Abwassergebühren sind lokal unterschiedlich
Möglich wird dies durch eine Anlage, die zwischen 1988 und 1994 nahezu neu gebaut wurde und seither so gut gewartet wird, dass auch bereits abgeschriebene Bestandteile wie die Tropfkörper noch zuverlässig arbeiten. Zudem wurde immer dann modernisiert, wenn eine Investition auf Dauer wirtschaftlichen Nutzen versprach. An der Anlage, die überdies häufigem Schwachstellen-Controlling unterzogen wird, lässt sich im kleinen Maßstab gut beschreiben, wie die Reinigung unseres Abwassers funktioniert.
210 Kilometer Kanäle für Regen und Schmutzwasser liegen unter der Stadt
Ungefähr 2,3 Millionen Kubikmeter Schmutzwasser werden jährlich in der Ahrensburger Kläranlage gereinigt. Ein Großteil dieses Wassers nimmt vorher einen Weg, den es ohne Hilfe nicht bewältigen könnte. Das Ahrensburger Höhenprofil vergleicht Henning Wachholz mit einem umgedrehten Teller. Er beschreibt die Mitte Ahrensburgs als uhrglasförmig gewölbte Endmoräne, die ringsum von teils moorigen und weitgehend naturbelassenen Niederungen umschlossen wird.
Insgesamt 210 Kilometer Kanäle sind in zwei getrennten, etwa gleichlangen Röhrensystemen unter der Stadt verlegt: eines für das Niederschlagswasser, das in 29 Regenrückhalte- und Klärbecken von Sedimenten befreit in den natürlichen Wasserkreislauf zurückfließt. Das andere System transportiert das Abwasser der Stadt. Es überwindet mit Hilfe von Pumpen – die Stadt nutzt 15 Pumpwerke und
15 Kilometer Schmutzwasserdruckrohrleitungen – auch ansteigendes Gelände, um schließlich in der Kläranlage im Norden anzukommen, wo es tagsüber im Ausgleichsbecken gesammelt wird, bevor die Reinigung beginnt.

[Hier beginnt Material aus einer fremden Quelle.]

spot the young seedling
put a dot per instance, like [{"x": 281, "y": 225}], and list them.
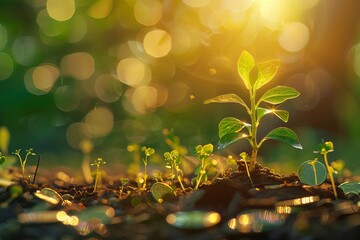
[
  {"x": 244, "y": 158},
  {"x": 203, "y": 153},
  {"x": 254, "y": 77},
  {"x": 98, "y": 162},
  {"x": 173, "y": 162},
  {"x": 148, "y": 153},
  {"x": 23, "y": 161},
  {"x": 325, "y": 148}
]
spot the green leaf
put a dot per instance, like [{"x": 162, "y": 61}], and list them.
[
  {"x": 230, "y": 125},
  {"x": 282, "y": 114},
  {"x": 278, "y": 95},
  {"x": 350, "y": 187},
  {"x": 245, "y": 64},
  {"x": 266, "y": 72},
  {"x": 312, "y": 172},
  {"x": 230, "y": 138},
  {"x": 285, "y": 135},
  {"x": 226, "y": 98},
  {"x": 208, "y": 148}
]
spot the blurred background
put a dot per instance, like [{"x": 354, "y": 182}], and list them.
[{"x": 98, "y": 76}]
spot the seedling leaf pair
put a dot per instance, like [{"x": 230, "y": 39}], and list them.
[
  {"x": 255, "y": 76},
  {"x": 265, "y": 71}
]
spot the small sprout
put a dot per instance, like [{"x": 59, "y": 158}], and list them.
[
  {"x": 324, "y": 148},
  {"x": 123, "y": 181},
  {"x": 148, "y": 153},
  {"x": 244, "y": 158},
  {"x": 159, "y": 190},
  {"x": 255, "y": 76},
  {"x": 4, "y": 139},
  {"x": 98, "y": 162},
  {"x": 158, "y": 177},
  {"x": 23, "y": 161},
  {"x": 173, "y": 161},
  {"x": 202, "y": 152},
  {"x": 174, "y": 142},
  {"x": 2, "y": 159}
]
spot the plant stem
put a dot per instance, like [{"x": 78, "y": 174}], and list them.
[
  {"x": 145, "y": 172},
  {"x": 36, "y": 169},
  {"x": 181, "y": 184},
  {"x": 202, "y": 170},
  {"x": 254, "y": 123},
  {"x": 330, "y": 175},
  {"x": 248, "y": 172},
  {"x": 96, "y": 177}
]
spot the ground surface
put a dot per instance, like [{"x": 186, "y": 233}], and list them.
[{"x": 276, "y": 207}]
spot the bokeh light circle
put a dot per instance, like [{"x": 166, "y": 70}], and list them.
[
  {"x": 66, "y": 98},
  {"x": 133, "y": 72},
  {"x": 80, "y": 65},
  {"x": 157, "y": 43},
  {"x": 108, "y": 89},
  {"x": 99, "y": 122},
  {"x": 60, "y": 10}
]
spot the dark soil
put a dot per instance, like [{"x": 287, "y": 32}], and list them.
[{"x": 276, "y": 207}]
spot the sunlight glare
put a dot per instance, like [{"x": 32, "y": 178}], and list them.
[
  {"x": 294, "y": 37},
  {"x": 157, "y": 43}
]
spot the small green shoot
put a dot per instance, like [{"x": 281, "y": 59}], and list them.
[
  {"x": 98, "y": 162},
  {"x": 323, "y": 149},
  {"x": 4, "y": 140},
  {"x": 123, "y": 181},
  {"x": 173, "y": 161},
  {"x": 254, "y": 77},
  {"x": 312, "y": 172},
  {"x": 148, "y": 153},
  {"x": 23, "y": 161},
  {"x": 157, "y": 176},
  {"x": 244, "y": 158},
  {"x": 203, "y": 153},
  {"x": 2, "y": 159},
  {"x": 159, "y": 190},
  {"x": 174, "y": 141}
]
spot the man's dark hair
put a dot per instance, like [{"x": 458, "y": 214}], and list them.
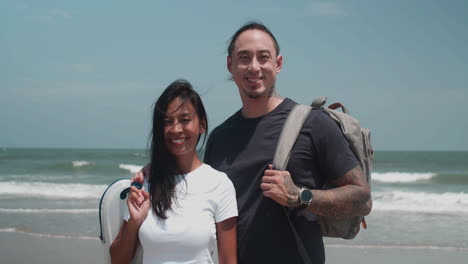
[{"x": 251, "y": 26}]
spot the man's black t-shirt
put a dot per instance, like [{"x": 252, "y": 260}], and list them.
[{"x": 243, "y": 148}]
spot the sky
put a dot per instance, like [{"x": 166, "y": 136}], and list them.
[{"x": 85, "y": 74}]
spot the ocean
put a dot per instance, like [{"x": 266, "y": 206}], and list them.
[{"x": 420, "y": 199}]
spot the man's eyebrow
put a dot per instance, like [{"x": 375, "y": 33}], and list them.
[{"x": 242, "y": 52}]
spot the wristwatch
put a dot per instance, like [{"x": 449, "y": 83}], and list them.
[{"x": 305, "y": 197}]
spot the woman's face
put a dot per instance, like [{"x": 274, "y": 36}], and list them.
[{"x": 182, "y": 129}]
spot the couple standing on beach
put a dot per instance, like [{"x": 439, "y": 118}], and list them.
[{"x": 235, "y": 197}]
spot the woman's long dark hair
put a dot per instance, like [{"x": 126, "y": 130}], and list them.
[{"x": 163, "y": 169}]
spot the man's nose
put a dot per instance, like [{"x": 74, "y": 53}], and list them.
[{"x": 254, "y": 65}]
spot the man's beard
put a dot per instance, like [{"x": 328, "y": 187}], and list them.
[{"x": 268, "y": 93}]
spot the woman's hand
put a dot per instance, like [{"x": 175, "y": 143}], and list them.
[{"x": 138, "y": 205}]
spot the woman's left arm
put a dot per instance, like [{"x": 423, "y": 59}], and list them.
[{"x": 226, "y": 232}]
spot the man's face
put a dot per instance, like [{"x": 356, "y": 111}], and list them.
[{"x": 254, "y": 64}]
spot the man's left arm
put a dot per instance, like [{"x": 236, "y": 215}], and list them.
[{"x": 351, "y": 197}]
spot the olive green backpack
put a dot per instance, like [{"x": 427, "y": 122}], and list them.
[{"x": 359, "y": 142}]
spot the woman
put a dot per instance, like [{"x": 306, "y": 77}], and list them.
[{"x": 190, "y": 206}]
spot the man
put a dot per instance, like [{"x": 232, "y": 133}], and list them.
[{"x": 243, "y": 147}]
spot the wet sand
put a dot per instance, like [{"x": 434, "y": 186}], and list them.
[{"x": 26, "y": 248}]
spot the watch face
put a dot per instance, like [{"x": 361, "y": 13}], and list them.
[{"x": 306, "y": 196}]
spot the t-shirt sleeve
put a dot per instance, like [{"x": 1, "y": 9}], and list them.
[
  {"x": 207, "y": 154},
  {"x": 335, "y": 156},
  {"x": 226, "y": 204}
]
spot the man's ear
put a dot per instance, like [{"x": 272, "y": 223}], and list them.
[
  {"x": 229, "y": 63},
  {"x": 279, "y": 63}
]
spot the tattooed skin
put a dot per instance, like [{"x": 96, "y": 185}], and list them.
[{"x": 351, "y": 197}]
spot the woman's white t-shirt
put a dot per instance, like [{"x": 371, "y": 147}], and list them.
[{"x": 205, "y": 196}]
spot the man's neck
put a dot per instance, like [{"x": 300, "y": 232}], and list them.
[{"x": 253, "y": 108}]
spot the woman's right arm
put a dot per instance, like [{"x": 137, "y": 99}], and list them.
[{"x": 124, "y": 245}]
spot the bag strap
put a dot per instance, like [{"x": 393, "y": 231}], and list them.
[{"x": 291, "y": 129}]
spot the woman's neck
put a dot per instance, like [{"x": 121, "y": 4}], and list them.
[{"x": 186, "y": 165}]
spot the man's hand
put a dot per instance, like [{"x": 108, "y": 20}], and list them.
[{"x": 279, "y": 186}]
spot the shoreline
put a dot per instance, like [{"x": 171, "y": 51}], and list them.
[{"x": 27, "y": 247}]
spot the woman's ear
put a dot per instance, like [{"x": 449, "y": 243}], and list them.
[{"x": 203, "y": 126}]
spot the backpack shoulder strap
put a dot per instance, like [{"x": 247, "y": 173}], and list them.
[{"x": 292, "y": 127}]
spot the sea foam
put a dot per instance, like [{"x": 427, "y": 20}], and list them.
[
  {"x": 48, "y": 210},
  {"x": 422, "y": 202},
  {"x": 81, "y": 163},
  {"x": 401, "y": 177},
  {"x": 51, "y": 190},
  {"x": 131, "y": 168}
]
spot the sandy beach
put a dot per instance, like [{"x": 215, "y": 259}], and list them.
[{"x": 26, "y": 248}]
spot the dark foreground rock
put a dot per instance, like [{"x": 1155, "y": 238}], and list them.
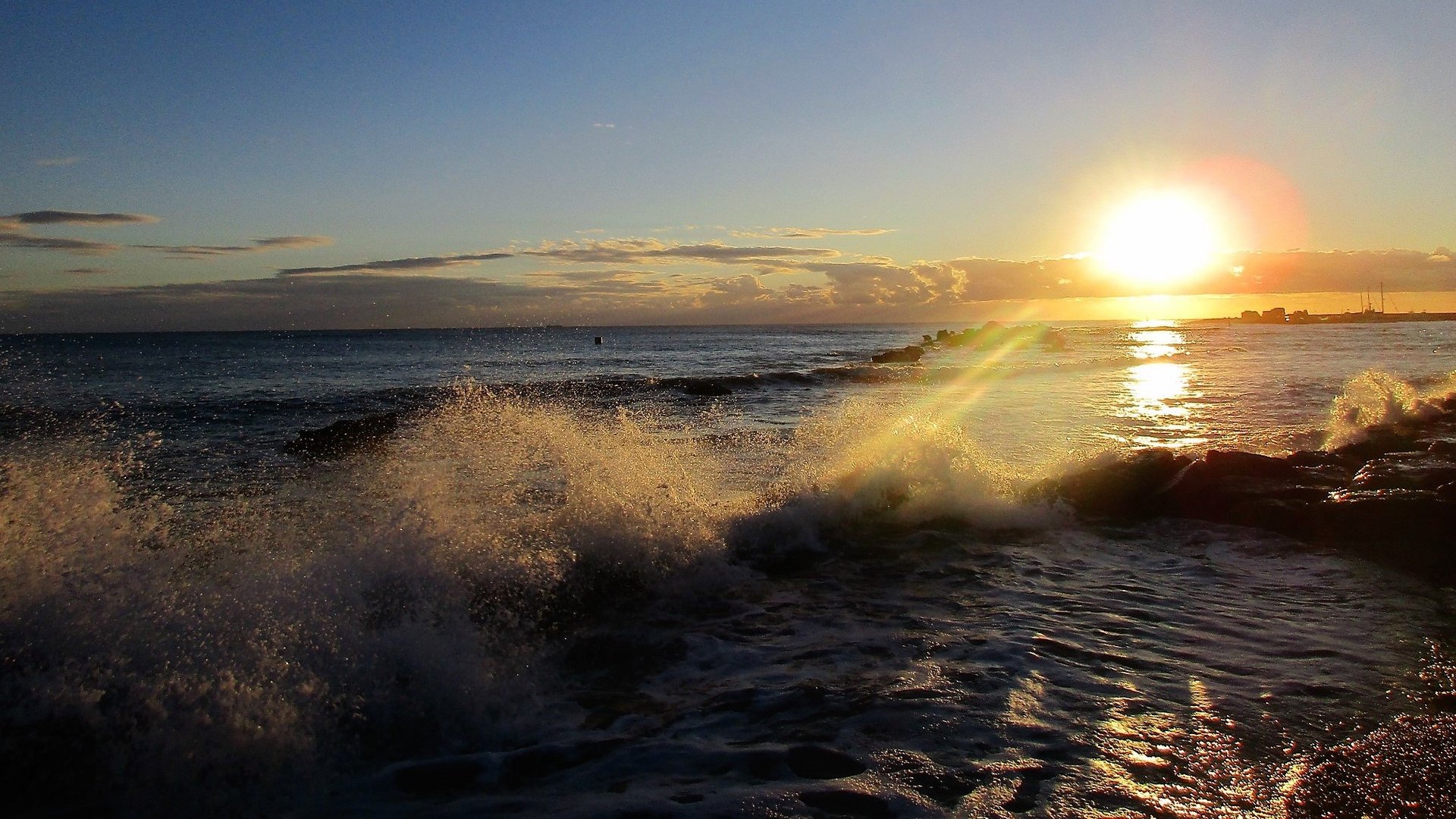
[
  {"x": 344, "y": 438},
  {"x": 903, "y": 356},
  {"x": 1389, "y": 497}
]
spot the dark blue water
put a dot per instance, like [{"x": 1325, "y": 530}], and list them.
[{"x": 691, "y": 570}]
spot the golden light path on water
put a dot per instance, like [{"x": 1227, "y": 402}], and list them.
[{"x": 1159, "y": 392}]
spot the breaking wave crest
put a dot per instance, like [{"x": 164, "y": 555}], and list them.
[
  {"x": 395, "y": 602},
  {"x": 1375, "y": 398}
]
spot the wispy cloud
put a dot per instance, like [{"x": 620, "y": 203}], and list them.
[
  {"x": 638, "y": 251},
  {"x": 15, "y": 229},
  {"x": 258, "y": 245},
  {"x": 807, "y": 232},
  {"x": 14, "y": 238},
  {"x": 80, "y": 218},
  {"x": 397, "y": 265}
]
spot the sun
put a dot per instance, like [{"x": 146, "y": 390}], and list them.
[{"x": 1159, "y": 238}]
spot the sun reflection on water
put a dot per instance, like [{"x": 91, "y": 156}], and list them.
[{"x": 1159, "y": 394}]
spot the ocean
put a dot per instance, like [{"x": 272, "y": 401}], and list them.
[{"x": 705, "y": 572}]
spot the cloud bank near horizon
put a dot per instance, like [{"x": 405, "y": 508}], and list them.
[{"x": 826, "y": 287}]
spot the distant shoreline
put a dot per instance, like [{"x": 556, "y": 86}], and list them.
[{"x": 1279, "y": 316}]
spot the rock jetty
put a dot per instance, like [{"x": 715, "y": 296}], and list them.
[{"x": 1389, "y": 497}]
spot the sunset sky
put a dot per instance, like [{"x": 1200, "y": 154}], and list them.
[{"x": 350, "y": 165}]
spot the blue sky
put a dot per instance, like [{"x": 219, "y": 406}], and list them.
[{"x": 354, "y": 133}]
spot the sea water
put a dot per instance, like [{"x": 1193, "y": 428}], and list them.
[{"x": 724, "y": 570}]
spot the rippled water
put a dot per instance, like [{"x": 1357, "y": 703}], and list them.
[{"x": 728, "y": 570}]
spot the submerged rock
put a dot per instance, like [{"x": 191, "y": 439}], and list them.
[
  {"x": 814, "y": 763},
  {"x": 1389, "y": 497},
  {"x": 344, "y": 438},
  {"x": 908, "y": 354}
]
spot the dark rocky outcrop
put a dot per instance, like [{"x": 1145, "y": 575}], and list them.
[
  {"x": 344, "y": 438},
  {"x": 908, "y": 354},
  {"x": 1389, "y": 497}
]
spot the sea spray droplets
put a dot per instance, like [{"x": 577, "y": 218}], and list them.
[
  {"x": 232, "y": 649},
  {"x": 1375, "y": 398},
  {"x": 376, "y": 608}
]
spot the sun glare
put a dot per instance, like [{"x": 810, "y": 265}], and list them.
[{"x": 1159, "y": 238}]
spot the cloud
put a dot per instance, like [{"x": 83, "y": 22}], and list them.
[
  {"x": 639, "y": 251},
  {"x": 402, "y": 293},
  {"x": 590, "y": 275},
  {"x": 397, "y": 302},
  {"x": 15, "y": 229},
  {"x": 258, "y": 245},
  {"x": 79, "y": 218},
  {"x": 397, "y": 265},
  {"x": 807, "y": 232},
  {"x": 79, "y": 246}
]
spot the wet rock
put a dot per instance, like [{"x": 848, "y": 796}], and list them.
[
  {"x": 344, "y": 438},
  {"x": 1402, "y": 768},
  {"x": 431, "y": 779},
  {"x": 1126, "y": 487},
  {"x": 848, "y": 803},
  {"x": 1404, "y": 471},
  {"x": 908, "y": 354},
  {"x": 533, "y": 764},
  {"x": 937, "y": 783},
  {"x": 1379, "y": 441},
  {"x": 813, "y": 763}
]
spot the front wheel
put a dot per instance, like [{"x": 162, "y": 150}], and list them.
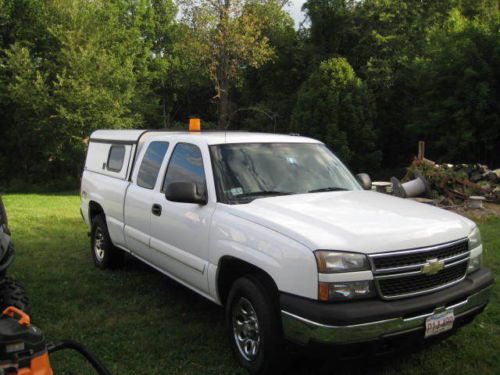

Zahlen rund um Zu- und Abwasser
Wie beliebig angeordnet erscheinen die vielen Gebäude auf dem Areal der Stadtentwässerung: Klötze, Türme, Hallen und Becken, die allesamt durch ein Gewirr von Rohren und einen markanten, blau verkleideten Hochkanal miteinander verbunden sind. Der begehbare Kanal ist für Olaf Grönwald, den Leiter der Kläranlage, eine ihrer großen Qualitäten: „Wegen des hohen Grundwassers wurden die Leitungen in der Höhe verlegt. Das war zwar teuer, aber wir profitieren heute von dieser Investition, weil wir an alles gut herankommen, was uns die Wartung und Erweiterung der Anlage erleichtert.“
Das Gebäude am Anfang der Kette sieht nicht nur hermetisch aus, es ist wie alle anderen der Anlage so abgeschlossen, dass weder Geräusche noch Gerüche nach außen dringen – mit Rücksicht auf gar nicht so weit entfernte Anwohner im idyllischen Grün. Olaf Grönwald warnt vor dem Eintreten: „Es müffelt hier ein bisschen.“ Tatsächlich ist der Geruch in der Vorreinigungshalle dank Unterdruck und Luftzufuhr weniger schlimm als befürchtet. Die erste Reinigungsstufe ist eine mechanische, zwei Rechen fischen Fremdkörper aus dem Abwasser, in den belüfteten Sandfängen werden grober Sand und Fett getrennt.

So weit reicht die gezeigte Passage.